LarsWestergren writes "There is an unusually interesting Technology Quarterly available for free from The Economist where they discuss some of the more interesting new areas in the area of science and technology. Of most interest to Slashdot might be Open source's local heroes, or perhaps playing Pac-Man on thought-controlled computers. Among the other articles this month: Predicting microweather, transparent magnetic memories, smart robotic transplants, how to bake the perfect chip, and Benoit Mandelbrot - the father of fractals."

3 of 62 comments (clear)

  1. Measuring data by Isopropyl · · Score: 4, Interesting
    AROUND five exabytes (5 billion gigabytes) of information was created in 2002, up from around two exabytes in 1999, according to the latest "How Much Information?" survey produced by the School of Information Management and Systems at the University of California in Berkeley.

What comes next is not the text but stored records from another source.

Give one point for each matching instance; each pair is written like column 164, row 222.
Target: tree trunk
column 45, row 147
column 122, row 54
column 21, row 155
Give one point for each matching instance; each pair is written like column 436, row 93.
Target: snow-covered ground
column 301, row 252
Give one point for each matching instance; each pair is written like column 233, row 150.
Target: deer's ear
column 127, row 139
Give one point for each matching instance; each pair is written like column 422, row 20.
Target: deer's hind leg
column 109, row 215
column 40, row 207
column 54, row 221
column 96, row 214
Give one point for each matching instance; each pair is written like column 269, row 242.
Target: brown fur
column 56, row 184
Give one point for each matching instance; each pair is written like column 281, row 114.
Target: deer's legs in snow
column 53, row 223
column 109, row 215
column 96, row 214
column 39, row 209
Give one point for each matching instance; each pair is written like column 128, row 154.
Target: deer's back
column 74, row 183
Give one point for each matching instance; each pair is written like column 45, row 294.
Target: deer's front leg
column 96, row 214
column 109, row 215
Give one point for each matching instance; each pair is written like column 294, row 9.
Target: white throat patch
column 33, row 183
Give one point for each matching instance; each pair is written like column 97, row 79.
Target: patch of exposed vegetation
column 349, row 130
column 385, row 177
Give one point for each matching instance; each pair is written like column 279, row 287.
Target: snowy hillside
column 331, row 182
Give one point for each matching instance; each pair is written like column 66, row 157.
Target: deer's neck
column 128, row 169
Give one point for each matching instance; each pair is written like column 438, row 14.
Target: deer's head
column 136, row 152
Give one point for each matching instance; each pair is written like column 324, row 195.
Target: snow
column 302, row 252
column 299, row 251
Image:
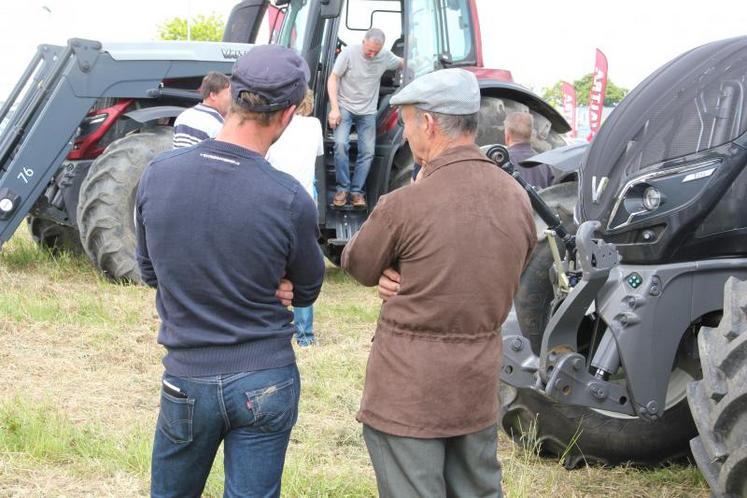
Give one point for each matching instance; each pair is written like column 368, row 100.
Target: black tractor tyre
column 107, row 202
column 54, row 237
column 718, row 402
column 581, row 435
column 535, row 292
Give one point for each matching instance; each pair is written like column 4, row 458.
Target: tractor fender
column 148, row 114
column 516, row 92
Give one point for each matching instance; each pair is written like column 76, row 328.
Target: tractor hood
column 666, row 130
column 177, row 51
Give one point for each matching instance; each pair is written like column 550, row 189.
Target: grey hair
column 375, row 34
column 452, row 125
column 519, row 125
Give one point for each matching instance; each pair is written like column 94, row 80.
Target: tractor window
column 296, row 25
column 423, row 44
column 358, row 16
column 458, row 32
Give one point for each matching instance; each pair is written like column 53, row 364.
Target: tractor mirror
column 331, row 8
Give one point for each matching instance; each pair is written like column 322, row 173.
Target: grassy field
column 79, row 390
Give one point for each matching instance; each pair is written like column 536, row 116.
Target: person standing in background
column 295, row 153
column 518, row 133
column 204, row 120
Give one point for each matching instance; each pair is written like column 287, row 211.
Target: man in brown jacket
column 456, row 240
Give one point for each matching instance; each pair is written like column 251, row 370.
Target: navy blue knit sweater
column 217, row 229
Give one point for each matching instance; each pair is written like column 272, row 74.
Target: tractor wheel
column 719, row 401
column 493, row 111
column 54, row 237
column 579, row 434
column 107, row 202
column 535, row 289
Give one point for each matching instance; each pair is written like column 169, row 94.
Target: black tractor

    How does one go about measuring this? It seems wildly inaccurate; either they're using a complex algorithm to model data creation, or they're taking a shot in the dark.

    Because of the difficulty of estimating such figures, however, all of their numbers have wide margins of error.

    I'll say! Give or take, say, five exabytes or so...

  2. what about the learning curve? by whovian · · Score: 4, Interesting
    Did you know that your brain was preparing for that movement a full half-second before it actually took place? Even more spookily, your mind knew which hand it was going to lift before you made the conscious decision to lift it.

    This sounds rather interesting, but it seems it would apply to people who have already learned a task. Therefore, the neural connections would already be "connected" and trained.

    But what about teaching somebody a new task using an EEG hat or such? You'd then use this device to find out how the brain learns. I mean, originally....the first bootstrap, so to speak.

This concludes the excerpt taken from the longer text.